Download Free The Soviet Defence Enigma Book in PDF and EPUB Free Download. You can read online The Soviet Defence Enigma and write the review.

Realistic appraisal of Soviet defence efforts is crucial to strategic planning and foreign policy analysis. Since Soviet defence expenditure figures are incomplete, however, our knowledge in this area is extremely limited. This study reviews the state of current knowledge in this field, and presents a critical review of the nature and limitation of traditional approaches. The contributors analyse newly available sources of economic, scientific, and technical military information, and conclude with an in-depth consideration of the relevance and impact of historical and cultural influences on current Russian-Soviet military strategy. There emerges a fascinating account, which both extends our knowledge and understanding, and sheds light on what is perhaps the single most important 'unknown' in the study of international affairs and defence needs.
Murphy asks why the Soviet Union was so unprepared for the German attack in 1941. The highly efficient Soviet intelligence services warned Stalin several times about German preparations, but they were ignored. What led Stalin to make such an enormous blunder?
The huge complex of Soviet institutions and enterprises specialised in military production powerfully influenced the course of the twentieth century through resistance to imperial Japan, the defeat of Nazi Germany, and nuclear stalemate with America in the Cold War. Based on collaborative research by Russian and British scholars in the hitherto secret archives of the Soviet government, party, and armed forces, this book is a pioneering investigation of the economic dynamics and social and political significance of Soviet defence.
This book highlights the impact and relevance of "strategic culture". Each section contains essays contrasting United States and Soviet perceptions on specific topics. Each section closes with a synthesizing commentary, to help readers to get a better sense of differences and similarities.
This work presents eleven studies in the field of Russian/Soviet economic and social history, which have been specially commissioned as a tribute to Professor R.W. Davies. Each chapter highlights a particular area of controversy, and illuminates the process of policy formation in this critical period of Soviet development. Together they provide an overview of the period 1917-1953.
This report examines the defence industries in Central and Eastern Europe as they attempt to restructure in the wake of changes brought about by the end of the cold war and downward trends in both military expenditure and arms exports. Issues addressed include the developing military doctrines in Central and Eastern Europe; the trend in military expenditure; the nature of defence industry restructuring; the international dimensions of industrial restructuring; and the role of arms exports.
The Soviet Union was one of the most secretive states that ever existed. Defended by a complex apparatus of rules and checks administered by the secret police, the Soviet state had seemingly unprecedented capabilities based on its near monopoly of productive capital, monolithic authority, and secretive decision making. But behind the scenes, Soviet secrecy was double-edged: it raised transaction costs, incentivized indecision, compromised the effectiveness of government officials, eroded citizens' trust in institutions and in each other, and led to a secretive society and an uninformed elite. The result is what this book calls the secrecy/capacity tradeoff: a bargain in which the Soviet state accepted the reduction of state capacity as the cost of ensuring its own survival. This book is the first comprehensive, analytical, multi-faceted history of Soviet secrecy in the English language. Harrison combines quantitative and qualitative evidence to evaluate the impact of secrecy on Soviet state capacity from the 1917 Bolshevik Revolution to the collapse of the Soviet Union in 1991. Based on multiple years of research in once-secret Soviet-era archives, this book addresses two gaps in history and social science: one the core role of secrecy in building and stabilizing the communist states of the twentieth century; the other the corrosive effects of secrecy on the capabilities of authoritarian states.

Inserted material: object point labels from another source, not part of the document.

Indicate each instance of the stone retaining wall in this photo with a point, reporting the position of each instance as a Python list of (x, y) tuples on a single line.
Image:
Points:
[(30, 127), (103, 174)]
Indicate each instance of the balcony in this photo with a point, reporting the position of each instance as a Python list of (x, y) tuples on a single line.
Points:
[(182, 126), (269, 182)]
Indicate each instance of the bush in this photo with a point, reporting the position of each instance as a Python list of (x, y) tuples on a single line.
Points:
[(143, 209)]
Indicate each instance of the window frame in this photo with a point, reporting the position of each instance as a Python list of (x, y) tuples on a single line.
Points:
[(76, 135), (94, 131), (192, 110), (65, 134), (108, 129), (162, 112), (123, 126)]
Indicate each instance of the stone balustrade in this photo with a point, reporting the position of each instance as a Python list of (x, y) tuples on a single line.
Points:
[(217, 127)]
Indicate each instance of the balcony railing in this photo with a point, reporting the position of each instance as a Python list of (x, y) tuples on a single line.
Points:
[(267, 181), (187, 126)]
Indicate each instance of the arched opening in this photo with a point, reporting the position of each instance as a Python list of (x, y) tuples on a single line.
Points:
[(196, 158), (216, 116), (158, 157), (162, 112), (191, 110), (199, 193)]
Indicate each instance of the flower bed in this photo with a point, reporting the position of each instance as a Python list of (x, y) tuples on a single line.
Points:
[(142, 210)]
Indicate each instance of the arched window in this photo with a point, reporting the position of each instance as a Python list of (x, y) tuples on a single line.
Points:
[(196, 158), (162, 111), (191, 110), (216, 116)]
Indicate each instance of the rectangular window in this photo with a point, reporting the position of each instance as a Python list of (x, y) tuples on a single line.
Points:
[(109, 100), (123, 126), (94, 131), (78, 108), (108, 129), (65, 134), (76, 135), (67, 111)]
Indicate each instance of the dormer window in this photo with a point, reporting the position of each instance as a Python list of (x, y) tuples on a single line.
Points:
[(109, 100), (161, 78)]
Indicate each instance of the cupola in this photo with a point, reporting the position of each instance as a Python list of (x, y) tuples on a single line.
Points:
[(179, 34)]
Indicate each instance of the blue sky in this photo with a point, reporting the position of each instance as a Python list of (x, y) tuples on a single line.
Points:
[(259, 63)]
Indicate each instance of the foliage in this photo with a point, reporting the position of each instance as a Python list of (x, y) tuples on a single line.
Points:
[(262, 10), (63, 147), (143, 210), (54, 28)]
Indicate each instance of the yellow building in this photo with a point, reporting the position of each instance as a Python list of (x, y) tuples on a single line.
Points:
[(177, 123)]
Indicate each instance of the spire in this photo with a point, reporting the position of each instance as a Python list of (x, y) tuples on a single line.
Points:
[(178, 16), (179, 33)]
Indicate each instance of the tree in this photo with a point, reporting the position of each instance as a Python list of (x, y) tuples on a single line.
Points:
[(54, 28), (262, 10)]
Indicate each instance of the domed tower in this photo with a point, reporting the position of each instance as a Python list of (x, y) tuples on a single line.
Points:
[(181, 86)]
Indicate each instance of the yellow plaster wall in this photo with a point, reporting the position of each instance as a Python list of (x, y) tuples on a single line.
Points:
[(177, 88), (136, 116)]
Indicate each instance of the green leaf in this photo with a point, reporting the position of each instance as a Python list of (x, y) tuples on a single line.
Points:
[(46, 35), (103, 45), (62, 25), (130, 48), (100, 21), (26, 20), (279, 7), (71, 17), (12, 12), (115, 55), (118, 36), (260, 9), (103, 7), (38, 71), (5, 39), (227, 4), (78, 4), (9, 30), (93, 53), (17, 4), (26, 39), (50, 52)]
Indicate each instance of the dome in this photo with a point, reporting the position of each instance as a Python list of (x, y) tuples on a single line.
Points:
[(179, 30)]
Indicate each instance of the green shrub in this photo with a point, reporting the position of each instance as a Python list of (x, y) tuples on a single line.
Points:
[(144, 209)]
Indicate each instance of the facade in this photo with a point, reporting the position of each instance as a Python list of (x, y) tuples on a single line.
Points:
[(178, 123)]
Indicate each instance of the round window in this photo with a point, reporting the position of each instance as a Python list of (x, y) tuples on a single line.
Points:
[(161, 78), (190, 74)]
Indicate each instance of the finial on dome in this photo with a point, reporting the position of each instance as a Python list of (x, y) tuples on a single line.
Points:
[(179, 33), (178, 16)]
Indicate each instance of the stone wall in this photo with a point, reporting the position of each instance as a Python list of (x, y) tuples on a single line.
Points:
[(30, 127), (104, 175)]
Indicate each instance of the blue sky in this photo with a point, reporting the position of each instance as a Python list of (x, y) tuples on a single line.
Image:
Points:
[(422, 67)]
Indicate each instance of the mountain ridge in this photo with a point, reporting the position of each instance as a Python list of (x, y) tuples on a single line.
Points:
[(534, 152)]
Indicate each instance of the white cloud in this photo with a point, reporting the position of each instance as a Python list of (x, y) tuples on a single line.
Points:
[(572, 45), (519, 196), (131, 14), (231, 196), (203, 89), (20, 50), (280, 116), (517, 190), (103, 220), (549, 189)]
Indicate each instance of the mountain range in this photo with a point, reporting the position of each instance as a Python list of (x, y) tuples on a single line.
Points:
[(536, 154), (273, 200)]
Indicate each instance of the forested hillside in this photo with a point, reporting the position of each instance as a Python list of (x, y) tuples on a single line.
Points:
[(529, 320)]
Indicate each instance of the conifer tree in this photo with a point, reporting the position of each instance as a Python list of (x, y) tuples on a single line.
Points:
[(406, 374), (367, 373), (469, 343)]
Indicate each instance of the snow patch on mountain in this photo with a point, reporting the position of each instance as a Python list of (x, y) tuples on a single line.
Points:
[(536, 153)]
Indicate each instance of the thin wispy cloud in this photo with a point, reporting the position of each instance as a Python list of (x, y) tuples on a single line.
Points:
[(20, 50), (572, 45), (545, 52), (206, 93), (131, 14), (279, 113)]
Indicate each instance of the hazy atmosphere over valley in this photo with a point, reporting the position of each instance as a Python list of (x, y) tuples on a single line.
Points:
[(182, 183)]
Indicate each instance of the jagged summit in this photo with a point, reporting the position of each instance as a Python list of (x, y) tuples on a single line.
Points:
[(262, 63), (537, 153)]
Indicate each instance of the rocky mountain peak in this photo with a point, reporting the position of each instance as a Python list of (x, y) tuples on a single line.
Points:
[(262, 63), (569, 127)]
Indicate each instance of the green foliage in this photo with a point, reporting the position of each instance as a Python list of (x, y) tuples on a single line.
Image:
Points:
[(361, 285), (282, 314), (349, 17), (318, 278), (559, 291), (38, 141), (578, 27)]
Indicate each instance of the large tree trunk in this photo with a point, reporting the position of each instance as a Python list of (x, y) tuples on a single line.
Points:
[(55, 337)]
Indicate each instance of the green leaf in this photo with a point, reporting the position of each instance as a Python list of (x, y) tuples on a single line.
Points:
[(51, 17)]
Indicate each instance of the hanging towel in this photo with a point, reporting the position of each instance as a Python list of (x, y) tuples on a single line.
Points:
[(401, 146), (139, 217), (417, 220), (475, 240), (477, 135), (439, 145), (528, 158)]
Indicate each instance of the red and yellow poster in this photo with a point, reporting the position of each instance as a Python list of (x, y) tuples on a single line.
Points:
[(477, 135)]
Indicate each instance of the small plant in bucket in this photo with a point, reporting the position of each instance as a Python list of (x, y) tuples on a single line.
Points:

North Korea has traditionally been seen as militarily superior to South Korea in the long feud between the two nations. This brilliantly argued book taps into a great deal of news interest in North Korea at the moment in the wake of recent hostility against Japan. Hamm controversially shows that the received idea of Koreas military strength is partly a myth created by South Korea to justify a huge programme of rearmament.
Written by the author of "The Political Economy of Soviet Defence Spending" and co-author of "The Growth of the British Economy", this book looks at the international dimension, the American and the Soviet defence economy, the NATO alliance, the Warsaw Pact and the international arms trade.
"This anthology is an outgrowth of a conference titled "The Russian Armed Forces at the Dawn of the Millennium," held at the Collins Center of the Army War College's Center for Strategic Leadership from 7 through 9 February 2000. The genesis for the conference was the realization by several members of the staff of the Collins Center and Army War College faculty that the U.S.-led NATO operation in Kosovo resulted in a significant shift of Russian views on the United States and NATO. The conference also complemented our general objective of examining the changing environment in which the United States-including its armed forces-finds itself. The conference brought together over 50 individuals from academia and the policy and intelligence communities to examine the current state of the Russian military. Focusing primarily on the socio-political dimension of the military but not ignoring the military-technical dimension, the presentations delivered during the conference looked at Russia's domestic environment, the state of the military, perceived threats, and Russia's capacity to generate responses to those threats."--DTIC web site.